Than the question makes no sense to me. How can the rate of increase in the population be of 20/month and proportional to the square root of t at the same time?
You and me both then. Here is the exact question: The time rate of change of a rabbit population P is proportional to the square root of P. At time t = 0 (months) the population numbers 100 rabbits and is increasing at the rate of 20 rabbits per month. How many after one year? The answer I guess is 484. How do you set up logistics equations?
So 20/month is an initial value. The rate of change of P, i.e. it's derivative with respect to P is proportional to the square root of P: [tex] \frac{dP(t)}{dt} = \alpha P^{1/2} [/tex] where alpha is a constant with respect to. You also know that [tex] \frac{dP(t)}{dt} \bigg|_{t=0}} = 20 \ rabbits/month [/tex] and that [tex]P(0) = 100 \ rabbits[/tex] Which is all the info you need to determine P(t)

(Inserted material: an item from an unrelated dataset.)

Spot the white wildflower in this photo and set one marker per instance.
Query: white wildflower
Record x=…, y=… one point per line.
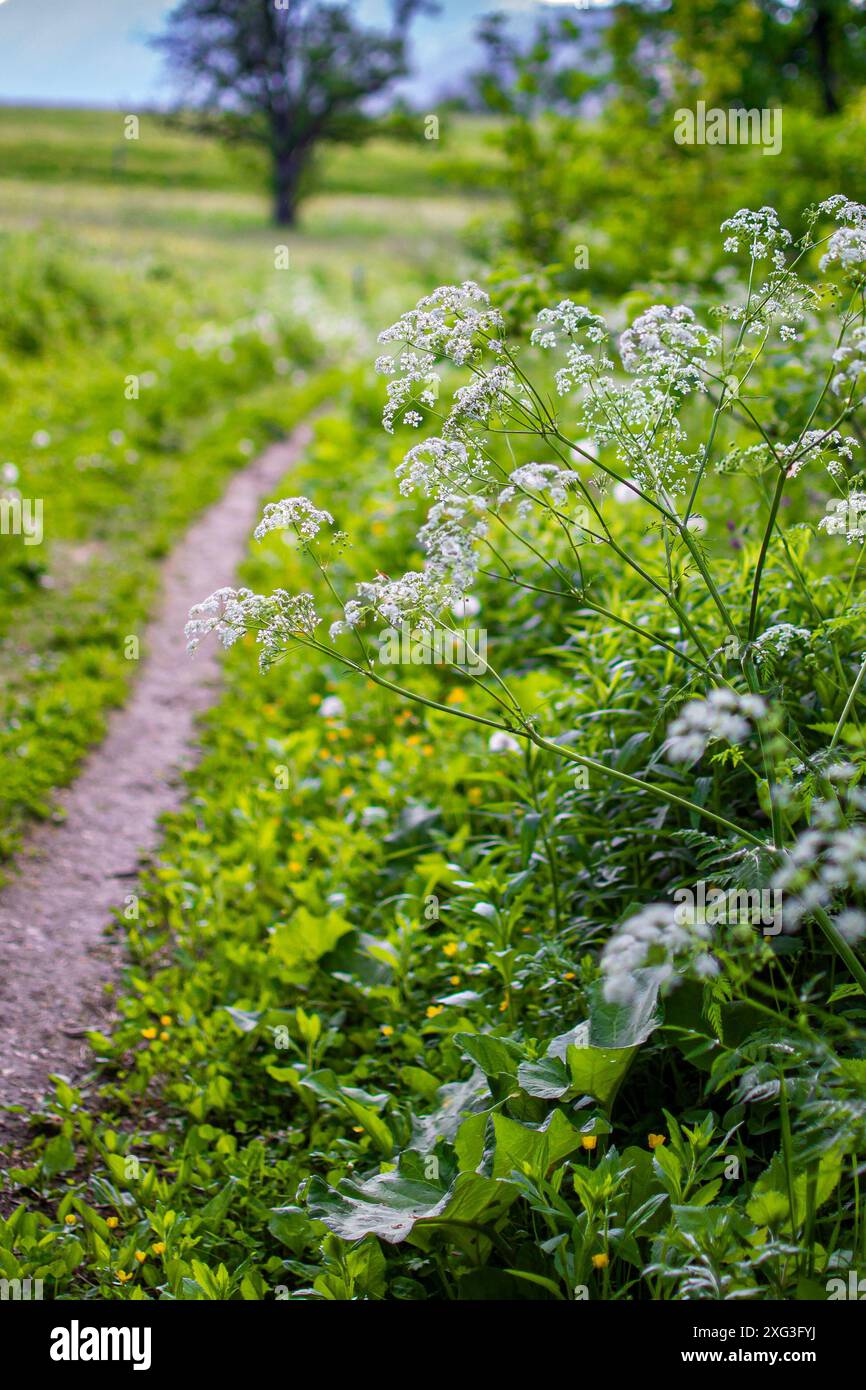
x=701, y=722
x=293, y=513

I appreciate what you wrote but I'm still unsure on where to start. I see that I was wrong to have a p^.5 on the right. Should I go ahead and start separating variables and then moving forward?
OOOPSSS, my mistake. I corrected it in the previous post. Of course you should. Even in the case where you shouldn't, equations don't bite you know.
But how do you incorporate the dp/dt = 20 and P(0) = 100? I've done the sep of variables, no problem there. Sitting on 2p^.5 = (alpha)t + C.
Made another attempt at this, can you tell me where I'm going wrong? I came up with this equation after sep of variables: 2p^.5 = Bt + C. 1) With t = 0 and initial population of 100, I came up with a C value of 100. 2) With t = 1, population = 120, so I came up with a "B" value of 120. 3) But then when I do time = 12, I don't get anywhere near the 484 rabbits that I should have.
This is wrong. What you have is P'(0) = 20. So use the derivative of P to find B. Do you realize that the rate of change in the population is the derivative of P?